If You Liked This Recipe, Try Our
Peach Streusel Cake
Peach Streusel Cake has a moist dense vanilla cake filled with layers of sweet peaches and delicious cinnamon-sugar streusel. You may know that it is difficult to get a strong peach flavor in baked goods. This cake has the best, natural peach flavor due to our secret ingredient: peach nectar.
Ingredients
- CAKE:
- 3 cups (420 g) all-purpose flour
- 2 cups (396 g) granulated sugar
- 3 tsp baking powder
- 1 cup vegetable oil
- ½ cup peach nectar (see below)
- 4 eggs, room temp
- 4 cups (about 8 medium) fresh peaches, chopped (I leave the skins on but you can peel if preferred)
- STREUSEL TOPPING:
- 12 Tbsp salted butter, melted and mostly cooled
- 1 cup (214 g) brown sugar
- 1 tsp salt
- 2 cups (250 g) all-purpose flour
- 2 tsp cinnamon
- PEACH NECTAR:
- 1 cup (2 medium) fresh peaches, peeled and chopped
- ¼ cup (50 g) granulated sugar
Directions
- Step 1 PEACH NECTAR: Using a blender, pulse chopped peaches until smooth. (If you don’t have a blender, mash peaches as best as you can and then strain mixture after cooking.) Mix with sugar in a small saucepan and heat over medium-low until reduced to half a cup, stirring frequently. This took about 10-15 minutes for me. Remove from heat and let cool completely.
- Step 2 PREP: Preheat oven to 350 degrees F and grease a tube pan with melted vegetable shortening or spray with Pam Baking Spray (with flour). Set aside.
- Step 3 CAKE: In a large mixing bowl, combine flour, sugar, and baking powder. Add oil and cooled peach nectar. Mix until just combined. Add eggs, one at a time, mixing well after each addition. Fold in 2 cups peaches.
- Step 4 STREUSEL: In a medium bowl, combine butter, brown sugar, salt, flour, and cinnamon until thoroughly mixed and crumbly.
- Step 5 ASSEMBLY: Spread one third of batter in greased tube pan. Add one third of remaining peaches on top of batter. Sprinkle a little streusel on top of peaches. Spread another one third of batter, then peaches, and a little more streusel. Add last third of batter and peaches. Sprinkle remaining streusel over top. (Please note: When adding batter over peaches, the batter will not fully cover the peaches and that is ok. Do your best to evenly distribute the batter between layers. It will fill in as it is baking.)
- Step 6 BAKE: Bake for 75-95 minutes. (Mine takes 85 minutes.) A toothpick inserted should have some moist crumbs still left on it. Let cake cool before removing from the pan. (See article above for details about removing from the pan.)

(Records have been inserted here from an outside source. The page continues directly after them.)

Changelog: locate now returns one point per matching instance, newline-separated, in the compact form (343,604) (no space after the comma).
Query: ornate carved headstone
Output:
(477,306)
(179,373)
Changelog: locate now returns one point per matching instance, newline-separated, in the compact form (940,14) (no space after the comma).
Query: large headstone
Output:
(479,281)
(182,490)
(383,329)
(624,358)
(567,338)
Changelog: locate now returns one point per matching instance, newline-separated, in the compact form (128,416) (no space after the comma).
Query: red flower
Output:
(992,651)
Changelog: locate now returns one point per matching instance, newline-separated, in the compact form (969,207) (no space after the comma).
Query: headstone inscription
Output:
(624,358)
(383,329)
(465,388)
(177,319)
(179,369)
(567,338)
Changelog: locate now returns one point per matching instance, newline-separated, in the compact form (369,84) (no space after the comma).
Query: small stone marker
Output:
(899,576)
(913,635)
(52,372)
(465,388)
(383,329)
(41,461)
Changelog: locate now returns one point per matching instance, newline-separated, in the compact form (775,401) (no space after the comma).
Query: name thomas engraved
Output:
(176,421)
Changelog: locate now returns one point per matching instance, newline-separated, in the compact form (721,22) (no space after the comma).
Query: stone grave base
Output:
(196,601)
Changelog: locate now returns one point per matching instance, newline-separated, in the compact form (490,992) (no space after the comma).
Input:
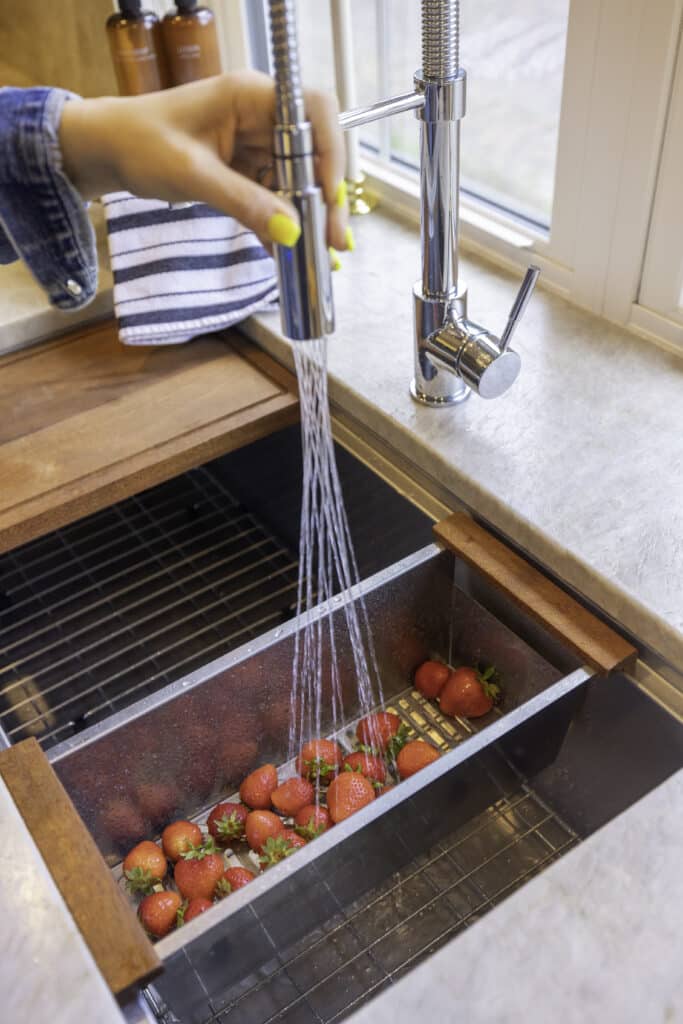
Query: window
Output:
(571,145)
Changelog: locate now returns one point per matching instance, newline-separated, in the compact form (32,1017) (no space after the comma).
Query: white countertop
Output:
(581,463)
(596,939)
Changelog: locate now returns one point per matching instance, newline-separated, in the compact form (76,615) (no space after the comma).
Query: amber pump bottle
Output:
(137,50)
(190,42)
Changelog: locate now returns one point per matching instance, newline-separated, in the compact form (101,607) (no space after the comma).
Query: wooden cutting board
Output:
(85,422)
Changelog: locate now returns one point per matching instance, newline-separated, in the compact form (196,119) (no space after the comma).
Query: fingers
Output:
(206,178)
(323,111)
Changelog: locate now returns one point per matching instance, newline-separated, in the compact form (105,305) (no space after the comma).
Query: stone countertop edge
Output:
(580,464)
(595,939)
(46,970)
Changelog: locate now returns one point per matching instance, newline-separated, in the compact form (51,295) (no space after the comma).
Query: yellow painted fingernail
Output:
(284,230)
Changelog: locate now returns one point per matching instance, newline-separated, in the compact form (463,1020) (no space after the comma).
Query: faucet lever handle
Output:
(519,305)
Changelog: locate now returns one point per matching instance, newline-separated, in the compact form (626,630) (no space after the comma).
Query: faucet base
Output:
(439,401)
(436,385)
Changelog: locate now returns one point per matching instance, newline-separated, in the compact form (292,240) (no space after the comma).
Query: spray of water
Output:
(327,565)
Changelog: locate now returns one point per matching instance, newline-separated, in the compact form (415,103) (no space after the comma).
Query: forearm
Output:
(86,138)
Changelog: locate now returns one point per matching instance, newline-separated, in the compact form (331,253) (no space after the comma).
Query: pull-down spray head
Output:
(303,272)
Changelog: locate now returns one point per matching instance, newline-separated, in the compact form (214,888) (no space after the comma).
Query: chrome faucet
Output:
(453,354)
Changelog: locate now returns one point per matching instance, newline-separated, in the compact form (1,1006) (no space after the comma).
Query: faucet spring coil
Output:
(286,62)
(440,38)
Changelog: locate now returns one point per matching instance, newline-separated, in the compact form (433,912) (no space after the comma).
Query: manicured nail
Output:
(284,230)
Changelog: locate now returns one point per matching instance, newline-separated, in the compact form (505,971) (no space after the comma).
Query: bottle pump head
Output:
(130,8)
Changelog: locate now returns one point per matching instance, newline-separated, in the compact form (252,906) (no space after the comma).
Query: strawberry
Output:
(430,678)
(198,871)
(233,878)
(260,826)
(469,693)
(319,759)
(193,909)
(226,822)
(311,821)
(415,756)
(158,912)
(256,790)
(348,793)
(278,847)
(376,731)
(144,867)
(180,837)
(292,796)
(367,764)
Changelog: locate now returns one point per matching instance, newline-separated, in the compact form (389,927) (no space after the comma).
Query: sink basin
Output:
(328,928)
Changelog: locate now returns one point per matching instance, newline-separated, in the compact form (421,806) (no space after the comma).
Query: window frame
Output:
(615,167)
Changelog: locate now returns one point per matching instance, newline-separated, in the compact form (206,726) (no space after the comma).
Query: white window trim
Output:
(663,270)
(616,97)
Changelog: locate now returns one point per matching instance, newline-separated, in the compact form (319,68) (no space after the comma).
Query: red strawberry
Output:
(469,693)
(180,837)
(158,912)
(279,847)
(430,678)
(256,790)
(233,878)
(378,730)
(319,759)
(198,871)
(144,867)
(311,821)
(415,756)
(226,822)
(260,826)
(367,764)
(194,909)
(292,796)
(348,793)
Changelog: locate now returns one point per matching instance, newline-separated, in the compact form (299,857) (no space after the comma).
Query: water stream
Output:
(327,566)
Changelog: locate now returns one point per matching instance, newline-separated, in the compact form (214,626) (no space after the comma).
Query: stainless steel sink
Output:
(317,934)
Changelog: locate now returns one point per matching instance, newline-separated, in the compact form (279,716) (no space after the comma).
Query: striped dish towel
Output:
(182,271)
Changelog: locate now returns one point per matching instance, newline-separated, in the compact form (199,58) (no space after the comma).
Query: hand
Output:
(206,141)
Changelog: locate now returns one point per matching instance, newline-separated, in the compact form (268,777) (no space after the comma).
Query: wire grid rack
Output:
(368,945)
(117,605)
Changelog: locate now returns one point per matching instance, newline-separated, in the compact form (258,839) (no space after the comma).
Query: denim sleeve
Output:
(43,218)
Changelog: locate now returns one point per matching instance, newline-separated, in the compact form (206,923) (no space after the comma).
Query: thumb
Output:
(270,217)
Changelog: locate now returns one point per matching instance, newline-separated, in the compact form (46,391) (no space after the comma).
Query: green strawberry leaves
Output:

- Step 7 PEACHES: We use fresh ripe yellow peaches in this cake. I chose to leave the skins on my peaches because the baking will completely tenderize them and they add a beautiful pink hue to the cake. You may peel them if preferred. (We do peel the skins for the peach nectar peaches.)
- Step 8 MAKE AHEAD: I actually prefer to make this cake a day ahead because the flavors meld together overnight and become more pronounced.
- Step 9 STORAGE: This cake stores well (covered) at room temperature for 3 days or for up to 5 days in the refrigerator.